On the Italian
Mabkhout, Shukri. The Italian. Edited by Faiza, Miled and Karen McNeil. New York: Europa Editions, 2021. pp. 368. eBook. $15.99.
Choukri Mabkhout’s The Italian is an absolutely fascinating novel. It took me a while to get into, but by the end of the first act I couldn’t put it down. It’s effectively a character study of its protagonist, Abdel Nasser, called “el-Talyani,” the Italian. The story opens at the end: at his father’s funeral, Abdel Nasser beats the hell out of a neighbor, an imam, and the narrator — ostensibly a friend of his and of his future wife — sets out to understand what led him to scandalize his friends, family, and neighbors this way. And, as the saying goes, if you want to make an apple pie from scratch you must first invent the universe, so we go all the way back to his childhood. As the novel unfolds we get absorbed in his story — I sometimes forgot the narrative even connected back to the funeral — but Mabkhout keeps dropping little hints and clues to draw us back there, which turns the whole thing into a kind of mystery, working out which events connect to which and discarding the red herrings.
The novel’s great strength is that it works on so many levels at once: it’s about love and romance, it’s a political novel about the transformation of a country, it’s a bildungsroman, and — without giving too much away — it’s something darker still.

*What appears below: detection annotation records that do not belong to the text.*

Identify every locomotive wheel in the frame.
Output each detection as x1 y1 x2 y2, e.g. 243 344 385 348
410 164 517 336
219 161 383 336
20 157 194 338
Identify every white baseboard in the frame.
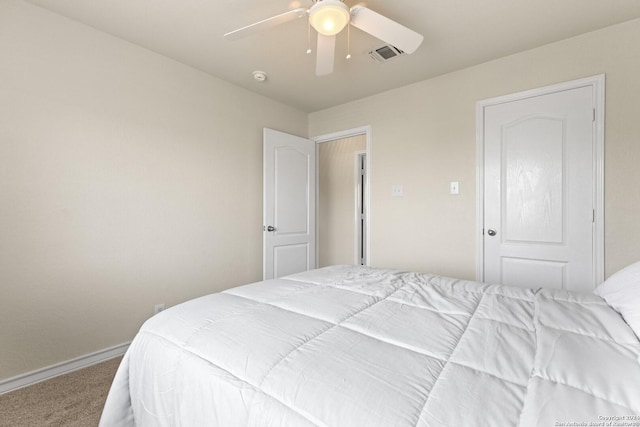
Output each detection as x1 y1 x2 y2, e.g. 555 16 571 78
0 342 131 394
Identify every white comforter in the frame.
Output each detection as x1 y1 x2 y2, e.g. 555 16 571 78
100 267 640 427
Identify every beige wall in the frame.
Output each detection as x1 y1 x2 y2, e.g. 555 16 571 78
317 135 367 267
0 0 307 380
309 20 640 278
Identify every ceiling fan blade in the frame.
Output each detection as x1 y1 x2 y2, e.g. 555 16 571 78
351 6 424 53
224 7 307 40
316 33 336 76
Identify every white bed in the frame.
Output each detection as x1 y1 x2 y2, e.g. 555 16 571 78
100 266 640 427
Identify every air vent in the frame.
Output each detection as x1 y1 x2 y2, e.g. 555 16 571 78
369 44 404 62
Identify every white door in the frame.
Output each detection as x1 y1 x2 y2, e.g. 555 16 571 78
482 82 596 292
263 128 316 280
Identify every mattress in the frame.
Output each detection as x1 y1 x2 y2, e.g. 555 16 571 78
100 266 640 427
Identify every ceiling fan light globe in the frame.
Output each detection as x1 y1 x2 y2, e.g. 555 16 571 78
309 0 350 36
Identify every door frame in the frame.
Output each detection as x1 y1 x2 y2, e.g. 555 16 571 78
476 74 605 284
309 125 371 265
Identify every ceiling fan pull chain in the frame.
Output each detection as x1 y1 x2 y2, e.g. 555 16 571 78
347 24 351 59
307 19 311 55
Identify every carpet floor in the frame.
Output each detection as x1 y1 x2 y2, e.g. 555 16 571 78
0 357 122 427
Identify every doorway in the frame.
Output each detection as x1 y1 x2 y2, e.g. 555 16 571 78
314 127 370 267
477 76 604 292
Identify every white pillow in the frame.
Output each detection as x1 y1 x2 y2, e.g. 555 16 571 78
594 261 640 338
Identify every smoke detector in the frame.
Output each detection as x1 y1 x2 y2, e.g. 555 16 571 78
253 71 267 83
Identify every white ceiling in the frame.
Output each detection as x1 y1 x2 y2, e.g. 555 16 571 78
27 0 640 112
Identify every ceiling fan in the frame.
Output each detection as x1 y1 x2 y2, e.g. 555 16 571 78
224 0 424 76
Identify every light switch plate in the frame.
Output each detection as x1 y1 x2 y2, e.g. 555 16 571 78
449 181 460 195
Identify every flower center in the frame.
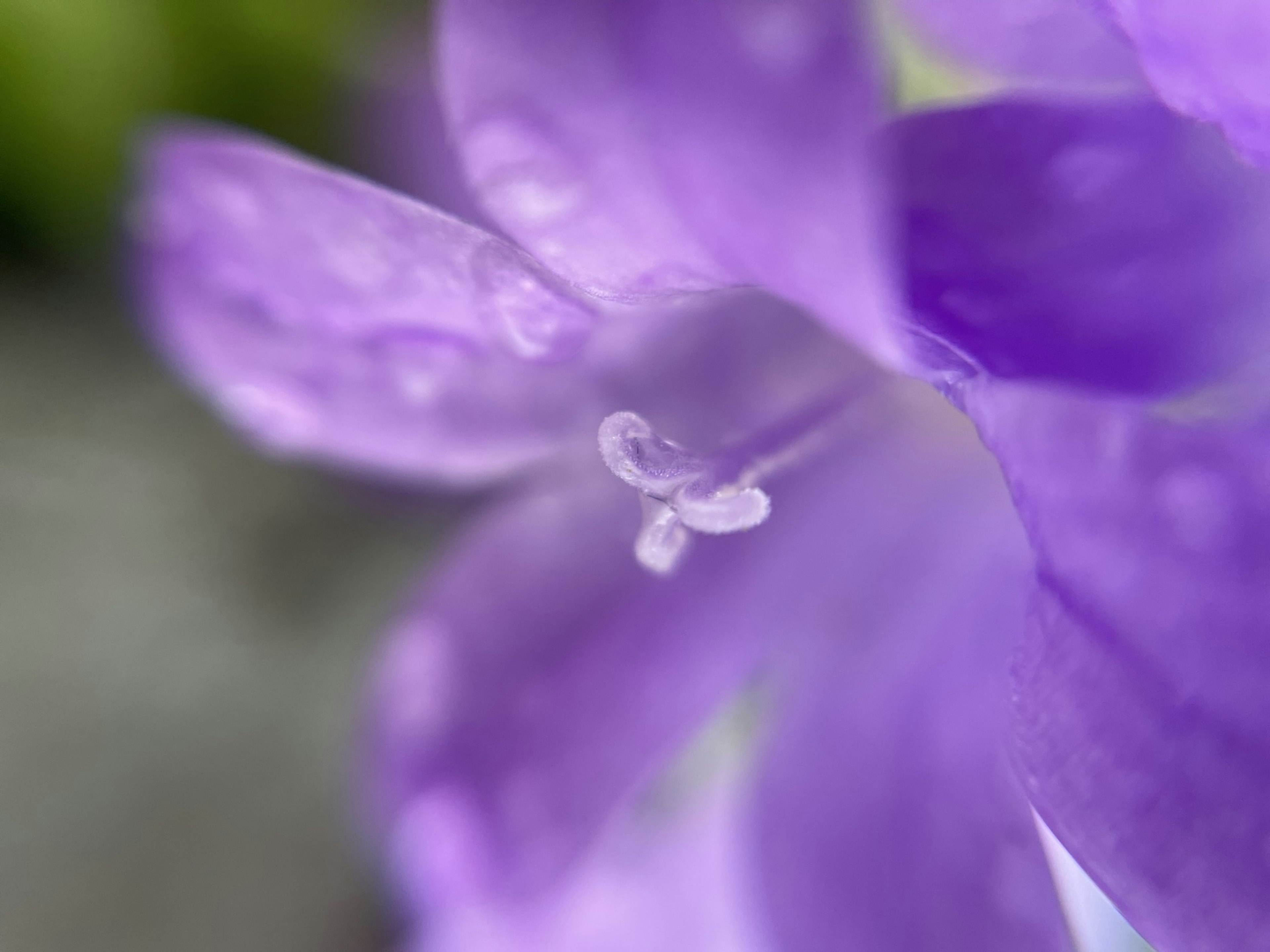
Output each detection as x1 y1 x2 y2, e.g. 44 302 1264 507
599 393 851 575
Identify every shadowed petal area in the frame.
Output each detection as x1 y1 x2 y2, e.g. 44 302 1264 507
968 386 1270 952
757 472 1071 952
897 0 1142 88
136 127 593 481
1101 0 1270 168
893 101 1270 392
440 0 902 362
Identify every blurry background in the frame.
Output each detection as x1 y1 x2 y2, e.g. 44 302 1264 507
0 0 446 952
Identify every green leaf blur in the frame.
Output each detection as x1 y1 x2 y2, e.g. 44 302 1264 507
0 0 367 261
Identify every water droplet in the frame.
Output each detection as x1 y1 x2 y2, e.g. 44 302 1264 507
321 219 394 291
471 241 594 362
462 112 588 228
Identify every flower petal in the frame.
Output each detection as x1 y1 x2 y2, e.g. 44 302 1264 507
757 452 1069 952
137 127 593 481
966 386 1270 952
369 382 1053 938
437 0 735 298
893 101 1270 392
897 0 1142 89
369 475 759 905
634 0 907 367
1102 0 1270 168
402 751 771 952
440 0 902 362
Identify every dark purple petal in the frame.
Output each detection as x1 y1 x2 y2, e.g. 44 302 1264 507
137 127 594 481
369 376 1062 948
968 386 1270 952
893 101 1270 392
1101 0 1270 168
758 457 1071 952
899 0 1142 88
440 0 899 361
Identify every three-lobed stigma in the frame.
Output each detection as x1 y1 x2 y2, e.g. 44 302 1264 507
599 411 772 575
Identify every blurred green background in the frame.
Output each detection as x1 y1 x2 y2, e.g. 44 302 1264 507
0 0 448 952
0 0 406 266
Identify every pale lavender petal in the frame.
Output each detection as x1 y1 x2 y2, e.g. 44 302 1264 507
758 455 1071 952
966 386 1270 952
898 0 1142 89
369 376 1060 948
368 475 761 905
137 127 594 481
396 771 772 952
1101 0 1270 168
893 100 1270 392
437 0 735 297
440 0 902 363
632 0 907 366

In other words, it’s a book about trauma in all its guises: familial, romantic, sexual, political. I was also captivated by the setting. I’ve read extensively about Tunisia in the colonial period, the early Bourguiba era, and the Revolution, but this book deals with a moment I don’t think has been properly discussed in the scholarly literature, especially the Anglophone literature: the transition from the founding father Habib Bourguiba to Zine el-Abidine Ben Ali, who would be ousted in the 2011 Revolution. The bulk of it spans a few years on either side of November 7th, 1987, and the shift from the second to the third act falls precisely on the night between the 6th and the 7th. We see student battles between Islamists and leftists, police brutality, a puerile and dithering “liberalization,” intense corruption, and the challenges of journalism in such a time. Zeina’s character especially resonated with me — her tendency to neglect every other part of her life in pursuit of academic achievement. I’ve been there, and if I don’t keep it in check I can “vanish” from everything in the world for the need to read and write.
The weakest part is the depiction of gender relations. There’s something of a fantasy in the way Mabkhout paints them: Abdel Nasser is the sexiest, most handsome man alive, free to sleep with whomever he likes; Zeina is the progressive intellectual Berber warrior with her own troubles, Najla the gorgeous volleyball player, Jweeda the MILF next door, Reem the unattainable virgin who can be conquered but mustn’t be. Some of the Arabic-language reviews complain that the book is pornographic, or borderline so; it isn’t. There’s a lot of sex, and it can feel gratuitous, but I think it serves a real purpose, connecting back to Freud’s compulsion to repeat. The book is about trauma, and many of its characters repeat what’s wrong for them over and over, traumatized without realizing how deep the trauma runs — seeking, rather than the pleasure principle, their own dissolution through Thanatos. I suspect I’ll be recommending this one to a lot of people: it’s powerful, remarkably literary, and it holds together well.